Details
64-year-old male Crohn's disease treated with Remicade and Azathioprine is referred to a respirologist for investigation of increasing shortness of breath.
Patients with nonspecific interstitial pneumonia present with clinical features that are similar to other idiopathic interstitial pneumonias. The most common symptoms are exertional dyspnea, cough and fever. Lung function testing usually reveals a restrictive defect with decreased gas exchange. The radiological findings are variable and nonspecific. The most common manifestation is areas of consolidation or hazy increased opacity (ground glass opacities) which may be diffuse but tend to involve mainly the lower lobes.
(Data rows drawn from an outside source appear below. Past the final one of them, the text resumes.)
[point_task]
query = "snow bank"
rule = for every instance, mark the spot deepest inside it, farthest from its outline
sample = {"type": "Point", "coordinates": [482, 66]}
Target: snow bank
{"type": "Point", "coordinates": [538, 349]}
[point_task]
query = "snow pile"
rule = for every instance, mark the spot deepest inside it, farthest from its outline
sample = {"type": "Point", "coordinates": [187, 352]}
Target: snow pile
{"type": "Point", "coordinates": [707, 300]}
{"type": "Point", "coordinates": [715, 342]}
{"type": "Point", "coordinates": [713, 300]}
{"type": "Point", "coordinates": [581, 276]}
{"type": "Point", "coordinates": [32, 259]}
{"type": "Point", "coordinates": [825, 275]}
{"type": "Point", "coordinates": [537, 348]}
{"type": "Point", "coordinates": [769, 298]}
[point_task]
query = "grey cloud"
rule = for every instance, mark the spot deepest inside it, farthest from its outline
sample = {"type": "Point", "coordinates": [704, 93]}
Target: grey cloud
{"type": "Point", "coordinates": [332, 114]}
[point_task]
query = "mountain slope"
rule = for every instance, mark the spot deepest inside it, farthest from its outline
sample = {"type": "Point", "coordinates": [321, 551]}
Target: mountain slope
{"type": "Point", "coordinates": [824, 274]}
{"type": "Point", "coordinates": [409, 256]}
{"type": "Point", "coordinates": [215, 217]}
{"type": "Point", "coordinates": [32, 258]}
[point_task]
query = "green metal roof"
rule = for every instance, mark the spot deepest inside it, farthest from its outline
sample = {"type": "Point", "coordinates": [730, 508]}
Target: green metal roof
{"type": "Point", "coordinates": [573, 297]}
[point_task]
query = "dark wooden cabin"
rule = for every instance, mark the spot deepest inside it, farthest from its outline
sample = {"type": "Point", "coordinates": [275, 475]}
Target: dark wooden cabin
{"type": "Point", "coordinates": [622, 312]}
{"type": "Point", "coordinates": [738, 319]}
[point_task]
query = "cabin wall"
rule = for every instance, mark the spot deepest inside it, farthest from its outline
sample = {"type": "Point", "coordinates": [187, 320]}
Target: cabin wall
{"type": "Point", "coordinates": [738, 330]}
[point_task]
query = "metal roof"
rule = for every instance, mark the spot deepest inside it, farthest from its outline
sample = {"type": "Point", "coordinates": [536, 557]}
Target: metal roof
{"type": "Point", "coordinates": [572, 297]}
Histopathology reveals mild-to-moderate, mononuclear (predominantly lymphocytes and few plasma cells), chronic interstitial inflammation with varying degrees of fibrosis. The inflammatory infiltrate predominantly involves the alveolar interstitium. Katzenstein and Fiorelli divided the histological pattern of NSIP into three subgroups based on the degree of inflammation and fibrosis: group 1, primarily interstitial inflammation (cellular pattern); group 2, combination of both inflammation and fibrosis (mixed pattern); and group 3, primarily fibrosis (fibrotic pattern). Type II pneumocyte hyperplasia may be seen in cellular pattern. In fibrosing form, dense or loose fibrosis with temporal homogeneity is seen, and the fibroblastic foci that give the heterogeneous appearance in usual interstitial pneumonia (UIP) are characteristically absent.
Hematoxylin-eosin stains may show altered architecture, but elastin stains typically reveal more preserved lung architecture. The alveolar septal lymphocytic infiltrate is less severe and less extensive as compared with lymphocytic interstitial pneumonitis. Similarly, intraluminal organizing fibrosis may be seen in distal airspaces, but it is not a prominent finding as seen in organizing pneumonia pattern. Granulomas, infections by special stains, intra-alveolar pigmented macrophages as seen in desquamative interstitial pneumonitis, hyaline membranes, and severe acute alveolar wall inflammation are absent or inconspicuous.